Archive for November 16, 2023

Thursday, November 16, 2023

Apple to Add RCS Messaging in iOS 17 Update

Lance Ulanoff (Hacker News, MacRumors):

Apple will finally add RCS messaging standard support to the iPhone through a software release early next year, the company told TechRadar.


“Later next year, we will be adding support for RCS Universal Profile, the standard as currently published by the GSM Association. We believe the RCS Universal Profile will offer a better interoperability experience when compared to SMS or MMS. This will work alongside iMessage, which will continue to be the best and most secure messaging experience for Apple users,” said an Apple spokesperson.

Apple now acknowledges that RCS is an improvement over MMS and SMS but made it clear that RCS is not replacing iMessage and its host of features like memojies, stickers, and the ability to edit and unsend messages. Instead, the RCS standard support will arrive in an unspecified software update and then it will be up to carriers to add it.


Apple says it won’t be supporting any proprietary extensions that seek to add encryption on top of RCS and hopes, instead, to work with the GSM Association to add encryption to the standard.

Chance Miller (Hacker News):

Apple’s decision comes amid pressure from regulators and competitors like Google and Samsung. It also comes as RCS has continued to develop and become a more mature platform than it once was.


RCS brings many iMessage-style features to cross-platform messaging between iPhone and Android devices. This includes things like read receipts, typing indicators, high-quality images and videos, and more.

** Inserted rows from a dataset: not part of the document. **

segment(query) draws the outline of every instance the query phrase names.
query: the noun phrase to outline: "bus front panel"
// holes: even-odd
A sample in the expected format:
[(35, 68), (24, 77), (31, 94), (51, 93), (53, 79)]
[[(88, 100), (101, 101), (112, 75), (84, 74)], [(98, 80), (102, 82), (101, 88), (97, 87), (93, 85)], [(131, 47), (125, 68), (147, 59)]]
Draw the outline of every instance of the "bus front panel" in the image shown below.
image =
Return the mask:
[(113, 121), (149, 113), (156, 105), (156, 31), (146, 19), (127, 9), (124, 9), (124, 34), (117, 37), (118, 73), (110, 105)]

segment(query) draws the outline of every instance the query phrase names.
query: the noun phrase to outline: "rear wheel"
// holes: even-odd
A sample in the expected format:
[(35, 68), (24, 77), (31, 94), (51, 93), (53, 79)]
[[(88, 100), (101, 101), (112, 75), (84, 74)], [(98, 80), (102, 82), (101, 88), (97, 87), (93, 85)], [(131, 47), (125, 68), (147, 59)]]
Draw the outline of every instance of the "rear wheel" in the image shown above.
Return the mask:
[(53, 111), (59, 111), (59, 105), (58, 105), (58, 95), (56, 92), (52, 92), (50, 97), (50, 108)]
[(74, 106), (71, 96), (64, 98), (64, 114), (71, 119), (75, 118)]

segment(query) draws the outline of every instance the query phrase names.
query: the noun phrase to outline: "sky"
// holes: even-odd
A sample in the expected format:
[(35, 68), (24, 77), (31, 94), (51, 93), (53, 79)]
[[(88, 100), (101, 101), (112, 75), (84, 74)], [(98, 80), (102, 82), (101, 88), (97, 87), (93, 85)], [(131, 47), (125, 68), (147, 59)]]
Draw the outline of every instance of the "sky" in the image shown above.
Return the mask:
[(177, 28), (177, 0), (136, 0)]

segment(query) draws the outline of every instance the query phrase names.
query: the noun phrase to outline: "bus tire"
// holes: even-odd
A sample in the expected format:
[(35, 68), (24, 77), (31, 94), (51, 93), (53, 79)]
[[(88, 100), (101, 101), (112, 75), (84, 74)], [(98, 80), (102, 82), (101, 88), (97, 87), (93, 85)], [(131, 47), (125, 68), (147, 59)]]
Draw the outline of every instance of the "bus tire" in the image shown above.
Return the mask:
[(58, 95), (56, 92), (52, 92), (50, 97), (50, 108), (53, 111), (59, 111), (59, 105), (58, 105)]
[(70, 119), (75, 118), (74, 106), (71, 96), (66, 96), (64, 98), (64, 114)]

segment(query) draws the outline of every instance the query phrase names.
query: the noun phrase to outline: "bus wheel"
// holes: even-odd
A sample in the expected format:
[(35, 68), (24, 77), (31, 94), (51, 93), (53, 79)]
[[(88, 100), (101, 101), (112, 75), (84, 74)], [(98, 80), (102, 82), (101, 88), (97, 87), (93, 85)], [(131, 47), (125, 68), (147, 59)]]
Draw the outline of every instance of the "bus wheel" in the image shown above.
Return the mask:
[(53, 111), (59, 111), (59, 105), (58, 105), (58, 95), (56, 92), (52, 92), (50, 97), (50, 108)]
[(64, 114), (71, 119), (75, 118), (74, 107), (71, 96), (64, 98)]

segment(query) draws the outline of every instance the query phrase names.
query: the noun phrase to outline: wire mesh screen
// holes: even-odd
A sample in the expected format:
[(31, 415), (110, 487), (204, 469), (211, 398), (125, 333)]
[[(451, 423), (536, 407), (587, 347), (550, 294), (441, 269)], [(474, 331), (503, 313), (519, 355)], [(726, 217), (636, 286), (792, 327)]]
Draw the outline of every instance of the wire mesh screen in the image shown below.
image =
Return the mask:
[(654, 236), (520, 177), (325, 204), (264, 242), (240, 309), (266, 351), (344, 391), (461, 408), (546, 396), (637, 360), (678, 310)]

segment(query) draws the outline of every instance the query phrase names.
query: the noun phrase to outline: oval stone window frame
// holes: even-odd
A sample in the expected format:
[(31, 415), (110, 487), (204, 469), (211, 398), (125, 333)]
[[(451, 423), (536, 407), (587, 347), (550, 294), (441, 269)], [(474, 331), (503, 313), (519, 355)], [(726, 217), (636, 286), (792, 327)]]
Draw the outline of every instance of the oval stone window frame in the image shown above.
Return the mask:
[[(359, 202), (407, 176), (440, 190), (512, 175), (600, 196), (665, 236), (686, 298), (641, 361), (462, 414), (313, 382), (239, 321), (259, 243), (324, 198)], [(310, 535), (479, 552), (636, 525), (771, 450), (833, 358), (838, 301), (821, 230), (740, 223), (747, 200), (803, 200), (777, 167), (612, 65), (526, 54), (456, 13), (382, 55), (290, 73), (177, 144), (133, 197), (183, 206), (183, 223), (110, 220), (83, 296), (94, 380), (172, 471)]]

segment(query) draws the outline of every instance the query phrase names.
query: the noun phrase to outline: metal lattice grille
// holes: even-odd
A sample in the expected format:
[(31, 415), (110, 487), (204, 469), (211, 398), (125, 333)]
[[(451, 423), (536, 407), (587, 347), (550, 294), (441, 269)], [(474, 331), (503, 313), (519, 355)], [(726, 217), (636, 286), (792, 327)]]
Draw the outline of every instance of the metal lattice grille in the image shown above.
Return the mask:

Apple’s implementation of RCS will also give users the ability to share their location with other people inside text threads, the company says. Unlike regular SMS, RCS can work over mobile data or Wi-Fi as well.


The elephant in the room is impending legislation in the European Union that could’ve ultimately required Apple to open up iMessage.

John Gruber:

Also color me utterly unsurprised that Apple has no intention to support Google’s proprietary extensions to RCS that allow for E2EE. It’s a disgrace, in my opinion, that E2EE wasn’t a foundational part of the RCS spec from the start, but if Apple is going to support RCS, they should support RCS by-the-spec, not Google’s proprietary version.

I suppose that’s fair if Apple is genuinely working to add E2EE to the standard and thinks Google would support that. But Apple supports all kinds of things that aren’t part of an open spec. And most of the potential recipients already have access to Google’s implementation. It seems like Apple wants to be able to brag that iMessage is more secure, even though they’re the ones putting their customers at risk by choosing not to support encryption. Still, I’m happy to see RCS added because this should at least make it possible to share high-quality photos in conversations that include Android users and to communicate with them when there’s no cellular service.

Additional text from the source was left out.